Conventional CNNs (AlexNet, VGG, GoogLeNet, ResNet, DenseNet …) have good performances when there are many samples for each class in the dataset. Unfortunately, they generally do not work well when you have a small dataset. However, there are many real-life scenarios where it is challenging to gather data for your classes. For example, in face identification systems, there are generally very few images for each person or in the medical domain, there are limited cases for some rare diseases.

So, what does deep learning offer when you have only five samples for your classes, or even one sample for each class? This issue is investigated under the term of few-shot learning. It is an active research area and there are many successful methods that can be adapted. In this article, I will only mention some of the most promising architectures.

This article will not explain the architectures in depth because it makes the post very long. Instead, I will only give the architectures’ main idea so that anyone who wants to deal with small data can get a general idea of the models.

Siamese Neural Networks

Architecture of Siamese Neural Networks

Siamese Neural Networks [1] take two samples as input and outputs a probability (or loss) for whether given inputs belong to the same class or not. Input samples pass through identical networks (with shared weights) and their embeddings are compared in the cost function (generally a metric based on the difference of the embeddings is used). During the training, “Networks” learn to encode inputs in a more robust way. First, the model is trained on a support set (verification step) to learn the same/different pairs. Then, the test sample is compared with each sample in the training set to get how similar it is to each class (one-shot task) based on learned encodings. It is one of the first successful models in a few-shot learning domain and became the basis for other models.

Steps of the Siamese Neural Networks [1]

Triplet Network and Triplet Loss

Triplet Networks

Triplet Network [2] is an extension to the Siamese NNs. Instead of using two samples, Triplet Network uses three samples as input: positive, anchor, and negative samples. Positive and anchor samples are from the same class and negative sample is from a different class. Triplet loss is arranged so that the embedding of the anchor is close to the positive and away from the negative. In this way, networks become more robust to extract embeddings. Triplet Networks have been used in face identification datasets and showed very high performance [3].

Triplet Loss

Matching Networks

Matching Networks [4]

Matching Networks [4] combine embedding and classification to form an end-to-end differentiable nearest neighbors classifier. Prediction of the model, , is the weighted sum of the labels, yᵢ, of the training set. The weights are pairwise similarity function, a(𝑥̂, xᵢ), between the query (test) example and support (training) set samples. The key point in the matching networks is the differentiability of the similarity function.

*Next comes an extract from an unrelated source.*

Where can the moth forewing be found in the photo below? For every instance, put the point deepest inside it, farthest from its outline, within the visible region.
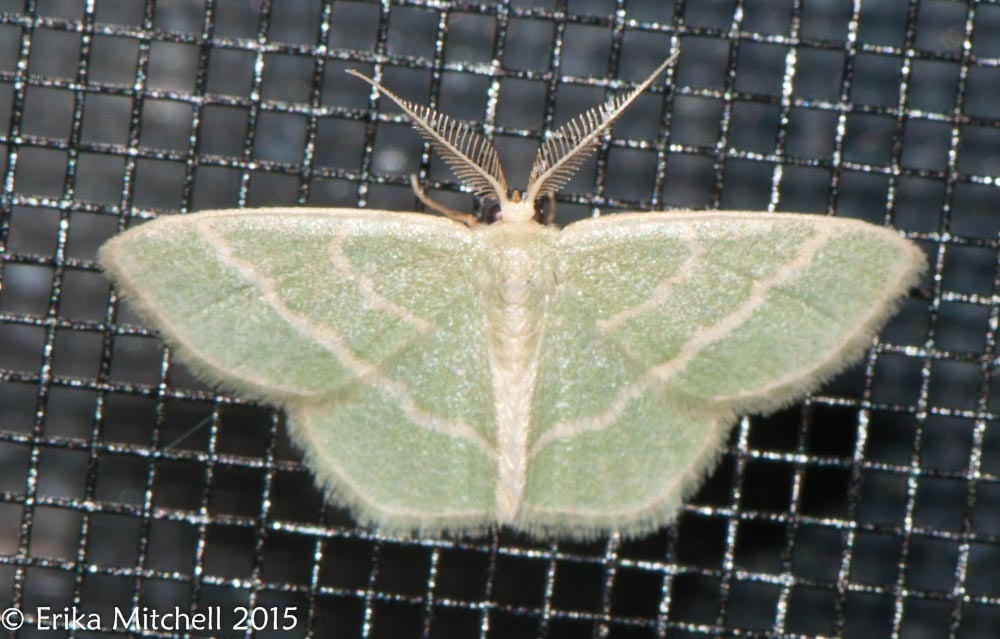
(572, 382)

Where c represents the cosine similarity function, k is the total number of samples in the training set, and function f and g are the embedding functions for the test and training set. Overall, the similarity is calculated between the embedding of the test sample 𝑥̂ and embedding of samples xᵢ in the training set. The main novelty in this work is that embedding functions are optimized so that they give the maximum accuracy for the classification.

Prototypical Networks

Prototypical Networks [5]

Instead of comparing the test sample with all the training samples, Prototypical Networks [5] only compares the test sample with the class prototype (or mean class embedding). The key assumption is that there exists an embedding for each class where samples cluster around a single prototypical representation, cₖ. In their paper, it is showed to have superior performance to Matching networks.

Meta-Learning

Model Agnostic Meta-Learning [6]

Meta-learning means learning-to-learn. Meta-learning tries to train the model’s parameter so that it has maximum performance on a new task through one or more gradient steps (like humans do). The model’s parameters are updated according to the post-updated task-specific parameters so that after a single step for any task, it has the highest performance.

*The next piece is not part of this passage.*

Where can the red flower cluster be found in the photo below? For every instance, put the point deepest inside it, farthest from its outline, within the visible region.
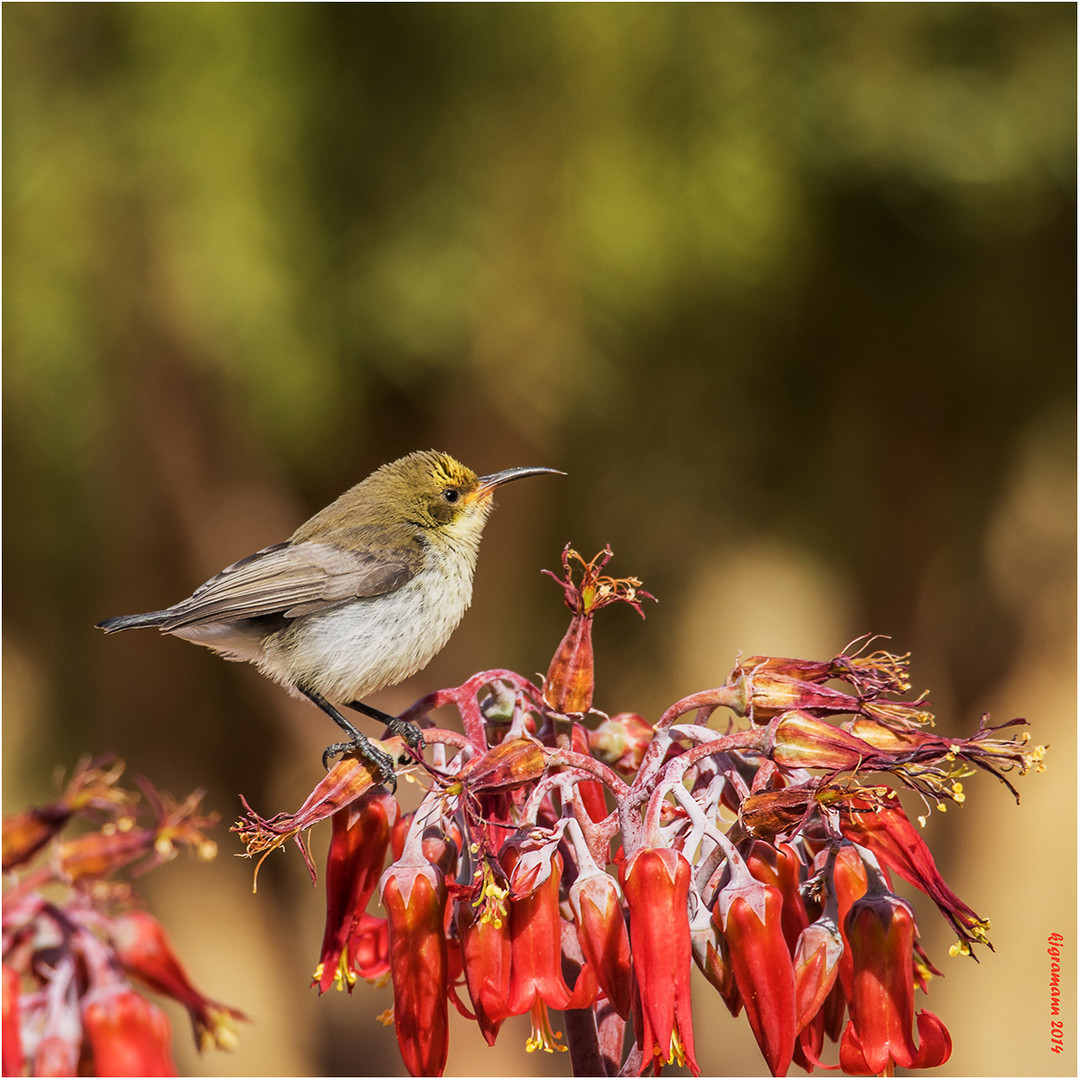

The aim of the Model agnostic meta-learning (MAML) is to learn a generic model that can be easily fine-tuned for many tasks with a few iteration steps. For each task in a meta-batch, a model using the weights of the base model is initialized. Stochastic gradient descent (SGD) is used to update the weights of the specific task. Then, the weights of the meta-learner are updated using the sum of losses from the post-update weights. The aim here is that on average for several different tasks, the loss will be small for these parameters.

Algorithm of the Model-Agnostic Meta-Learning

Bonus: MetaFGNet

MetaFGNet [7]

MetaFGNet [7] uses auxiliary data to train a network in addition to the target task network. These two networks share the initial layers (Base network) to learn general information. This method is also named as multi-task learning. Training the auxiliary data (S) together with target data (T) makes a regularization effect on the target training. MetaFGNet also uses a process called sample selection. Samples in the auxiliary data pass through the network and a score is given to the similarity of target classifier, and source classifier is calculated. If the similarity is high, the score is high, too. Only the samples that are above a score threshold are chosen for the training. The main assumption here is that auxiliary data S should have similar distribution as that of the target set T. Results show that this procedure increases the overall performance. Training is performed using the meta-learning approach.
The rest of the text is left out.